Per finire il ruolo del gruppo di lavoro. Questo che si era inteso in via originaria secondo i canoni tradizionali il “gruppo di redattori”, ma si è presto trasformato in una sorta di team di antropologi a caccia di spunti, storie da far raccontare alle persone della grande tribù aziendale.
Quello che resta al consulente è un ulteriore esperienza della energia sommersa che la componente social sviluppa quando viene in qualche modo liberata. E di come questa chieda di essere messa in gioco per determinare un livello di partecipazione più convinta delle persone.
Propongo qui di seguito un breve intervista al communication manager dell’azienda, nonché team leader del progetto:
8 risposte
Come da mio recente posting su Facebook: “ordinary people whose achievements will surpass their grandest imaginations”…tuttavia, credo, il successo di di e20 nella comunicazione e crescita organizzativa è direttamente proprorzionale all’apertura mentale e la volontà di “ascoltare e mettersi in discussione” da parte delle componenti chiave del gruppo in questione. Diversamente, credo, il processo viene frammentato e rallentato fino ad esaurire il suo momento. Sono ottimista di natura, per cui sono certo sia solo una questone di tempo e perseveranza.

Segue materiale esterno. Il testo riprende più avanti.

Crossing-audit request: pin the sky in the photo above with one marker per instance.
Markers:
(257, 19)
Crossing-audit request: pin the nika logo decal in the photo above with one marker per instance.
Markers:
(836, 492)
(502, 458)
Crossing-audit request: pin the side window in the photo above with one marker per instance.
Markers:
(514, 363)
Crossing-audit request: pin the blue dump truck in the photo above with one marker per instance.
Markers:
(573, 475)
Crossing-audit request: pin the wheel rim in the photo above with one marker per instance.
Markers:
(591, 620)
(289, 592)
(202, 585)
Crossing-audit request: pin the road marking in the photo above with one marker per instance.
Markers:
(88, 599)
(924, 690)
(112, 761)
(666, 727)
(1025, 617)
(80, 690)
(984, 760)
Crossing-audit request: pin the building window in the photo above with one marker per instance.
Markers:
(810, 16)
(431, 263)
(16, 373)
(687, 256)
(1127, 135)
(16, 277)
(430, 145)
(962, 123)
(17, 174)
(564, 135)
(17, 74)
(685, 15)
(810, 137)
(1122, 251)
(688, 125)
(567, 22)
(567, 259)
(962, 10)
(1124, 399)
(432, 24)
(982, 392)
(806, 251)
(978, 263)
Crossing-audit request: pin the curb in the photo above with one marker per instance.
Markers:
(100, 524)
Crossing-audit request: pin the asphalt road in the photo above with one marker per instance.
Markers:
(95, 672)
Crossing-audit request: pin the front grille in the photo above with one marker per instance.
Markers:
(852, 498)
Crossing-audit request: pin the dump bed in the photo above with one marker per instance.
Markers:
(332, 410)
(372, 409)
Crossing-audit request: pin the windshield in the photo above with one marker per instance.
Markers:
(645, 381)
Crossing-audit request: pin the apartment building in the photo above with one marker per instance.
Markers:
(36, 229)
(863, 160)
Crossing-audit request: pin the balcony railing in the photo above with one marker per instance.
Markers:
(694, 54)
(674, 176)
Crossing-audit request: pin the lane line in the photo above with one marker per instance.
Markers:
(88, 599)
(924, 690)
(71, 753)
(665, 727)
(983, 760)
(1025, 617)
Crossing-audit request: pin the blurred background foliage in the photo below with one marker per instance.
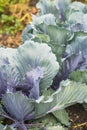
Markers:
(14, 16)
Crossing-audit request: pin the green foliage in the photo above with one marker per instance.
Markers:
(9, 24)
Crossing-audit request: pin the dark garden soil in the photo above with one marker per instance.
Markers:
(78, 117)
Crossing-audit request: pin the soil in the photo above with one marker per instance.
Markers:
(78, 117)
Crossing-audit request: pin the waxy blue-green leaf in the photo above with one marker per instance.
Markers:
(31, 55)
(69, 93)
(18, 106)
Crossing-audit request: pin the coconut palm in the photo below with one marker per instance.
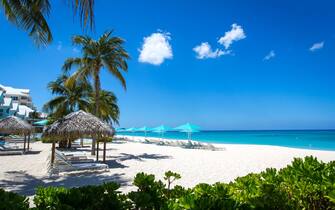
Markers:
(31, 15)
(109, 109)
(105, 53)
(69, 98)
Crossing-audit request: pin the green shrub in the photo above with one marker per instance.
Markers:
(12, 201)
(150, 193)
(305, 184)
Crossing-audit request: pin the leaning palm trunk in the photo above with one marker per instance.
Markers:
(97, 104)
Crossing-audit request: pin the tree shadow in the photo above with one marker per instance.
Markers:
(118, 142)
(142, 157)
(25, 184)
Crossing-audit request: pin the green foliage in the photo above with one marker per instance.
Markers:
(12, 201)
(171, 177)
(305, 184)
(100, 197)
(31, 16)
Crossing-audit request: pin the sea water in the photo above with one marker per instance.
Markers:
(307, 139)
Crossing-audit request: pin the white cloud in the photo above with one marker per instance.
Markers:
(75, 50)
(317, 46)
(236, 33)
(156, 48)
(59, 46)
(204, 50)
(270, 55)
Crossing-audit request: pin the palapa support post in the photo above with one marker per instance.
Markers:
(97, 150)
(28, 142)
(93, 147)
(104, 156)
(53, 152)
(24, 143)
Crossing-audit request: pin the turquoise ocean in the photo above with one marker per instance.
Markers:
(306, 139)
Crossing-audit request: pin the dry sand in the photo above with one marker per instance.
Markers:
(24, 173)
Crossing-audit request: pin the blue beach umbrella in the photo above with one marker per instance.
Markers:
(188, 128)
(132, 129)
(120, 129)
(144, 129)
(41, 122)
(162, 129)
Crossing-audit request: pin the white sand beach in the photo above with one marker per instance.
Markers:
(23, 173)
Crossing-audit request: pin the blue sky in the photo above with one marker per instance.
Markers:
(263, 74)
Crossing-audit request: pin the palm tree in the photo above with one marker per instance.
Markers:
(31, 15)
(106, 52)
(69, 97)
(109, 109)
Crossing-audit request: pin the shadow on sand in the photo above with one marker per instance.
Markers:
(25, 184)
(142, 157)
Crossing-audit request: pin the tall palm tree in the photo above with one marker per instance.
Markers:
(109, 109)
(69, 97)
(31, 15)
(105, 53)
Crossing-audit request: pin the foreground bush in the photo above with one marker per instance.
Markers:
(305, 184)
(12, 201)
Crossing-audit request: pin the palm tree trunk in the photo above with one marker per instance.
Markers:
(97, 101)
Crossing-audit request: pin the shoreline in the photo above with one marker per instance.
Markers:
(141, 139)
(23, 173)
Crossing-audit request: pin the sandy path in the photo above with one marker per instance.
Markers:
(24, 173)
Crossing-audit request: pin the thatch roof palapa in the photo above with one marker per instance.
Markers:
(15, 125)
(77, 125)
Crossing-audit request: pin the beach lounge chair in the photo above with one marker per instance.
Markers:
(74, 157)
(63, 165)
(6, 150)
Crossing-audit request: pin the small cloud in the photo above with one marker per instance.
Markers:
(204, 50)
(156, 48)
(75, 50)
(235, 34)
(317, 46)
(270, 55)
(59, 46)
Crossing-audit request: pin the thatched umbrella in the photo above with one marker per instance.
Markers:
(78, 125)
(17, 126)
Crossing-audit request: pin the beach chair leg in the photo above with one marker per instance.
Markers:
(24, 143)
(104, 156)
(97, 150)
(53, 153)
(93, 147)
(28, 142)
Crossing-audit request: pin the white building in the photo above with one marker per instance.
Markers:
(15, 102)
(20, 96)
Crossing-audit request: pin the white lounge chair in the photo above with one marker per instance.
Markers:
(73, 157)
(63, 165)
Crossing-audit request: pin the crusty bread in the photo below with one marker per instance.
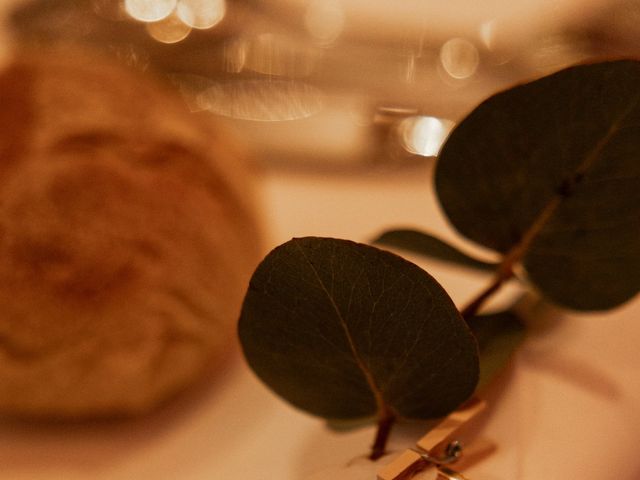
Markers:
(126, 240)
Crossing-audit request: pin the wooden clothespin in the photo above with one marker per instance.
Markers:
(433, 443)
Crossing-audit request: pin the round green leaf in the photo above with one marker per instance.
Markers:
(552, 168)
(344, 330)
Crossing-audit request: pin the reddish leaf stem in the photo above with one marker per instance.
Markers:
(386, 419)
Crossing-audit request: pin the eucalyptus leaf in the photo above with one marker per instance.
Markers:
(345, 330)
(430, 246)
(549, 174)
(498, 335)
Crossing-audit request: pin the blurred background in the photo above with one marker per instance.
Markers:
(337, 83)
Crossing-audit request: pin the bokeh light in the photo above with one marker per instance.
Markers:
(169, 30)
(201, 14)
(424, 135)
(459, 58)
(149, 10)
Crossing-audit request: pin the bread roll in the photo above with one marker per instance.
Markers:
(126, 241)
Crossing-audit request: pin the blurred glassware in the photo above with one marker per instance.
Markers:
(281, 70)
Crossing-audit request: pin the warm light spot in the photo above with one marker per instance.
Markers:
(169, 30)
(235, 55)
(149, 10)
(424, 135)
(262, 100)
(201, 13)
(324, 20)
(459, 58)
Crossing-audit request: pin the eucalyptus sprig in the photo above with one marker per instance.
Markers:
(546, 174)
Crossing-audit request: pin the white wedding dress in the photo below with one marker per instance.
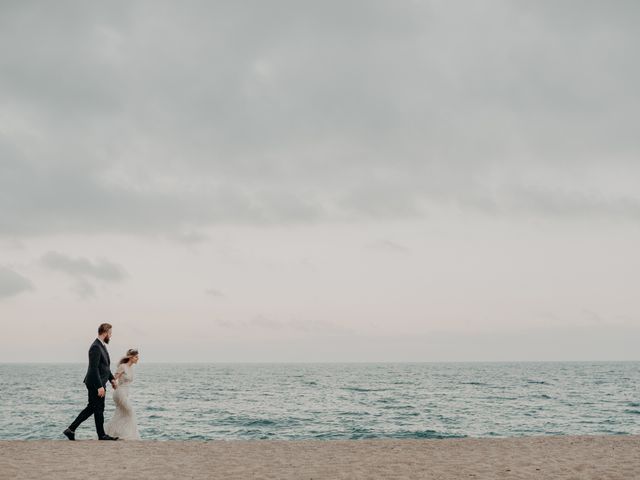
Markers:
(123, 424)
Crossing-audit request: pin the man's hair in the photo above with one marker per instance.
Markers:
(104, 328)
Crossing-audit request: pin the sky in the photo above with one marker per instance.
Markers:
(326, 181)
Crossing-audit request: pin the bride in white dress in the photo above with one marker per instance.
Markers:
(123, 424)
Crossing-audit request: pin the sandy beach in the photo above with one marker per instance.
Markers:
(552, 457)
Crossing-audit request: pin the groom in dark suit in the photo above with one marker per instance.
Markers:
(98, 373)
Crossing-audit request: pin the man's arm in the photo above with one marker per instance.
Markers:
(94, 362)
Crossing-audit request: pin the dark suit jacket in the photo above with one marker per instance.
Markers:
(99, 371)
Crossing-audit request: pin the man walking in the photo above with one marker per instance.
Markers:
(98, 373)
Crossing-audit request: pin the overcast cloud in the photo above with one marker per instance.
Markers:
(373, 169)
(153, 116)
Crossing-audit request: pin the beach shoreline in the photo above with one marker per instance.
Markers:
(541, 457)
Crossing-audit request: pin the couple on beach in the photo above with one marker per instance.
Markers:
(123, 425)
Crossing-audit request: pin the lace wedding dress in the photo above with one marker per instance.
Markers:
(123, 424)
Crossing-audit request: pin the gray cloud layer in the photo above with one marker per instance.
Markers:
(154, 116)
(82, 267)
(12, 283)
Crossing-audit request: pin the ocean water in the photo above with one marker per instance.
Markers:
(336, 401)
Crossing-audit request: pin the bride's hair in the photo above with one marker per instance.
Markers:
(132, 352)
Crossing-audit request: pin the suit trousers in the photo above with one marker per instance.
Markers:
(95, 407)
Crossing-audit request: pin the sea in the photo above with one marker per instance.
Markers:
(335, 401)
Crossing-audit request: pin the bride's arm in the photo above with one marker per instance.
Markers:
(119, 372)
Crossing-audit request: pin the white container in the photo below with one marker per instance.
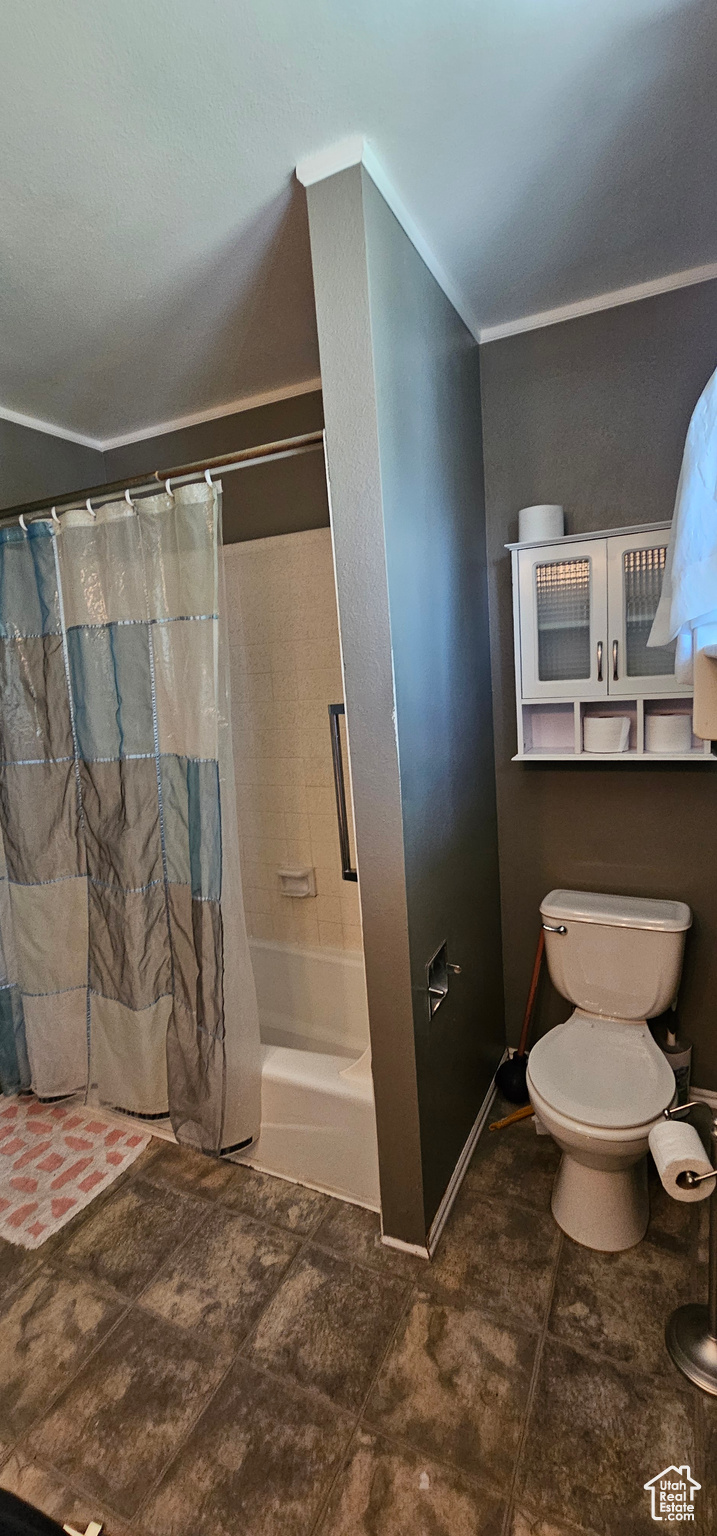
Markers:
(605, 733)
(668, 733)
(544, 521)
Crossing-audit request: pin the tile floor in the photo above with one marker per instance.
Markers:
(211, 1352)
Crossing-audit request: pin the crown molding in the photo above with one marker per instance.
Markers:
(163, 427)
(332, 160)
(356, 151)
(51, 429)
(593, 306)
(214, 413)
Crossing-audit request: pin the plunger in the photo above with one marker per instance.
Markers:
(512, 1079)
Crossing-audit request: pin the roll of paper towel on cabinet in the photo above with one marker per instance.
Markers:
(544, 521)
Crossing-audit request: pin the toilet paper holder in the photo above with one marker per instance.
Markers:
(691, 1330)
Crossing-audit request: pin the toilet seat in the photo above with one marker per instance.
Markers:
(602, 1072)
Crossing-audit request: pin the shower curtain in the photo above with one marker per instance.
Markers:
(126, 966)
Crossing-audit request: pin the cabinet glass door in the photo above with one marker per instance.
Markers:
(636, 569)
(564, 619)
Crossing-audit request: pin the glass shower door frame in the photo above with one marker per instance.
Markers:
(621, 682)
(528, 559)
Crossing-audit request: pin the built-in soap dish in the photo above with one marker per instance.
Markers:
(297, 882)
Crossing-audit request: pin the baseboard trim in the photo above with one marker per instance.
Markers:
(459, 1169)
(404, 1248)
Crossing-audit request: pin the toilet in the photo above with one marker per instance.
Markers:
(599, 1082)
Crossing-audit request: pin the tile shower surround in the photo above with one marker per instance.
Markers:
(212, 1352)
(286, 670)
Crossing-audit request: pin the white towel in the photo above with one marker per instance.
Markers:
(690, 587)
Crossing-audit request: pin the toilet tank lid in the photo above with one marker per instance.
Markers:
(616, 911)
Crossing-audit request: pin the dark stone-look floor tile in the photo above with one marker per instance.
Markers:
(223, 1277)
(189, 1172)
(456, 1386)
(707, 1464)
(355, 1232)
(539, 1526)
(274, 1200)
(131, 1235)
(260, 1461)
(617, 1304)
(329, 1326)
(596, 1433)
(390, 1490)
(46, 1330)
(46, 1492)
(513, 1163)
(16, 1266)
(123, 1416)
(498, 1255)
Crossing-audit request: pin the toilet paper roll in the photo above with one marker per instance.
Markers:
(677, 1149)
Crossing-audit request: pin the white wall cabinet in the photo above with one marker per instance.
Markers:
(582, 610)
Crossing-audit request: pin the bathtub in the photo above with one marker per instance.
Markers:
(318, 1123)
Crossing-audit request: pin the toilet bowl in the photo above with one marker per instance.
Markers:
(599, 1080)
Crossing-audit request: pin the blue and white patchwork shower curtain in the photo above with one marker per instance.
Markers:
(125, 957)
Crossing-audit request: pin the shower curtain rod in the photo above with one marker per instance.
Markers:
(283, 449)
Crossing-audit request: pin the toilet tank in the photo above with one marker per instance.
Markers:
(617, 956)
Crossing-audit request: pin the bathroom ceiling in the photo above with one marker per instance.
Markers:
(154, 252)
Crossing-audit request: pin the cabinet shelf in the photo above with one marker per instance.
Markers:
(587, 602)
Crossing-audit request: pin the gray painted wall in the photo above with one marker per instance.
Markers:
(593, 413)
(343, 314)
(401, 389)
(427, 403)
(34, 464)
(284, 496)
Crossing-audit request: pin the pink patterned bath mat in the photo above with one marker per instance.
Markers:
(54, 1158)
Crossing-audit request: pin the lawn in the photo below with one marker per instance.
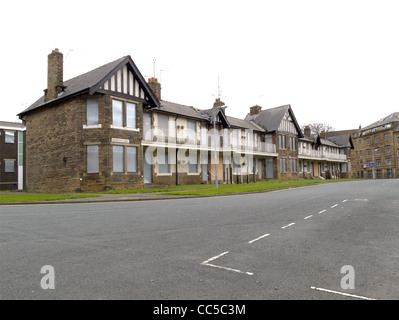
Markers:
(250, 187)
(195, 190)
(23, 197)
(209, 189)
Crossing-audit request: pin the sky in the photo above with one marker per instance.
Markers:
(335, 62)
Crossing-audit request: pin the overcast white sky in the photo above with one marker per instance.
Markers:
(333, 61)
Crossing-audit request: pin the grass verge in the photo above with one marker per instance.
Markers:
(250, 187)
(23, 197)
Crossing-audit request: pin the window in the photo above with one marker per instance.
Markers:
(281, 141)
(92, 159)
(131, 115)
(283, 165)
(9, 165)
(9, 137)
(131, 159)
(91, 112)
(163, 125)
(235, 137)
(118, 163)
(294, 165)
(117, 113)
(292, 143)
(191, 131)
(192, 163)
(163, 164)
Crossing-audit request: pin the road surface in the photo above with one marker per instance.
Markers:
(305, 243)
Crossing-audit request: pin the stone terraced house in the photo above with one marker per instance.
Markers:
(110, 129)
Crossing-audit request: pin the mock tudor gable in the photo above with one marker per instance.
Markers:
(120, 78)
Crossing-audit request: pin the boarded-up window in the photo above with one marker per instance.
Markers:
(131, 158)
(92, 159)
(92, 112)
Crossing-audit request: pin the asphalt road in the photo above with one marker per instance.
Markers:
(289, 244)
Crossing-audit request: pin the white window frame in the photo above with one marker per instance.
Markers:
(93, 164)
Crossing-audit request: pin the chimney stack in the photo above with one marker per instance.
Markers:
(218, 103)
(155, 87)
(307, 132)
(55, 77)
(255, 110)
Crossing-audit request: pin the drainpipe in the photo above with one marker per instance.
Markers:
(177, 163)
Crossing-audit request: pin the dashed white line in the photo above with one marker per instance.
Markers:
(206, 263)
(228, 269)
(342, 293)
(258, 238)
(288, 225)
(214, 258)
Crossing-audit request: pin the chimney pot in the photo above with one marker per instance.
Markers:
(255, 110)
(55, 78)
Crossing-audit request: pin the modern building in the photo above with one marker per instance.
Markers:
(376, 153)
(11, 155)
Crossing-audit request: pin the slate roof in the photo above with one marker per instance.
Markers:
(11, 125)
(88, 82)
(270, 119)
(79, 84)
(180, 109)
(343, 140)
(235, 122)
(394, 117)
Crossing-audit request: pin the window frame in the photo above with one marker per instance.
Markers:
(92, 105)
(7, 134)
(97, 165)
(8, 161)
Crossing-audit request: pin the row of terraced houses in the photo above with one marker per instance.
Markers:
(110, 129)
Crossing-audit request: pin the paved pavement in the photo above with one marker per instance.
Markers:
(290, 244)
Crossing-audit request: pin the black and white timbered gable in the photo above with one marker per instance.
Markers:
(125, 80)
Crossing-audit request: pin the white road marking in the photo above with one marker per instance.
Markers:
(228, 269)
(206, 263)
(214, 258)
(288, 225)
(342, 293)
(261, 237)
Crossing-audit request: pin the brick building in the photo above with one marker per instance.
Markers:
(376, 153)
(110, 129)
(11, 155)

Grazie Alessandro per il commento.
In effetti il mindsetting è fondamentale per la buona riuscita di un progetto e20, e più in generale in un percorso di crescita organizzativa in senso collaborativo.
Nella mia esperienza devo dire che in molte occasioni quella formazione mentale non è stato il punto di partenza, quanto elemento stesso di crescita, se ben stimolato e facilitato.
In ultima analisi questi progetti di sviluppo necessitano la capacitá di coloro che li promuovono di inserirsi nell’intersezione che si forma fra la vocazione umana ad essere “social” e le tecnologie disponibili, siano virtuali o tradizionali. Cosi si puo determinare una nuova modalità di interazione organizzativa capace di fare superare gli ostacoli e creare il futuro dell’azienda. Tutti insieme!
ottima idea. Se mi mandassi una copia sarei contento 🙂
Ciao Alessandro, complimenti a te …. ma soprattutto all’azienda che ha avuto l’apertura per tradurre in realtà questa visione.
Anch’io ho avuto un’esperienza simile: dalla comunicazione top down dei valori aziendali è scaturito un social network interno basato sulle attività di volontariato e responsabilità sociale dei singoli dipendenti.
E’ riuscito solo grazie al forte appoggio della responsabile HR verso un CEO diffidente che, successivamente, visti gli ottimi risultati, è diventato uno dei main sponsor dell’iniziativa.
Il vero punto è riuscire a coinvolgere chi, in azienda, crede e scommette nel progetto.
Ciao. Hai ragione nel dire che l’azienda si è dimostrata ricettiva. Certamente il project leader si è approcciato in modo molto aperto, ed è stato disponibile a seguirmi quando ho cominciato a mandare messaggi (che coglievo dal gruppo in realtà) sulla possibilità di ridefinire il manufatto che avremmo creato.
C’è l’esigenza di spiegare cos’è la modalità collaborativa, perché in azienda di solito non è considerata come un alternativa al modello operativo classico. Ma quando riesci a trovare orecchie che ascoltano, le persone comprendono abbastanza in fretta il potenziale che ha questa forma di organizzazione.